I think that what they meant to say is that any adoption services must be provided by an accredited provider (after the July 2014 cutoff date) and that pre-placement training and post placement supervision may be required for visa issuance.

I called the State Department directly to get more clarification on this issue and was told that any adoption services rendered in connection with an independent adoption would need to be provided by an accredited provider.  So, the home study will need to be done by an accredited provider or someone working under the supervision of an accredited provider. But will a child be eligible to have a visa issued if that child was not placed by an adoption service provider? It looks like the child will still be eligible for a visa but be prepared for the home study provider to have extra added responsibility to ensure that the placement is properly documented, that the local law has been complied with and that post placement work is completed.

As an aside, I also asked the State Department how a social worker in the US could ensure that local laws had been complied with in a Pakistani slum or a remote Afghan province and was told, “We don’t know that yet.”

Do I think that the UAA signifies the end of private adoptions? No, I don’t. The Immigration and Nationality Act and corresponding regulations specifically envisage and provide for situations where children are orphaned but no agency or entity ever has custody of them. Children who are deserted (the biological parents refuse to parent them) or whose parents have disappeared are considered orphans; so too are the children of sole and surviving parents.  Congress intended that United States citizens should be able to adopt orphans from overseas and emigrate them as immediate relatives.  If USCIS suddenly requires that an accredited child placing entity be involved in every independent or private adoption, then we are excluding from our definition of visa eligible orphans an entire class of children which Congress explicitly and purposely intended to include in this class of children.  Furthermore, existing regulations specifically prohibit children being placed in the custody of a child placing entity in anticipation of a particular adoption.  It would seem counter intuitive to now require an accredited adoption service provider to make a placement in all orphan adoption cases.
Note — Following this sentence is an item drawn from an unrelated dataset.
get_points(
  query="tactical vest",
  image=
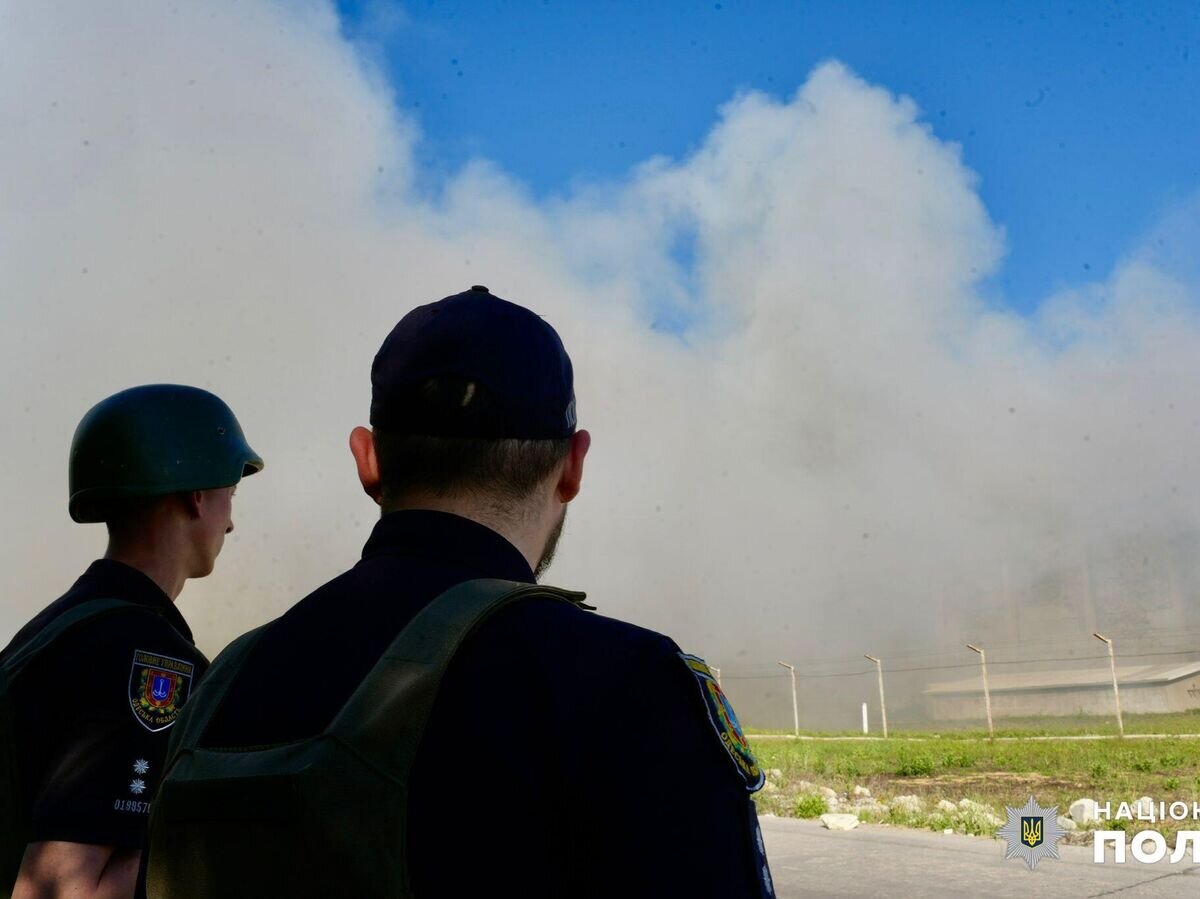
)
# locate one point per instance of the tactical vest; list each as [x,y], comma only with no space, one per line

The UAA will provide a sorely needed set of checks and balances in intercountry adoption cases from non-Hague Countries.  Adoption professionals across the board will welcome the additional safe guards it provides to both the adoptees and prospective adoptive parents. Not only will adoptive parents be required to receive appropriate training to ensure that they will be prepared for their adoption journey, they will also be protected from unscrupulous providers here and overseas. Adoption services will be provided in a clear and transparent manner and will be monitored by a central government authority. Perhaps most importantly, the UAA will protect against illicit activities and practices that threatened the best interests of children.  All of this moves us closer to our goal of providing appropriate families for children from around the world.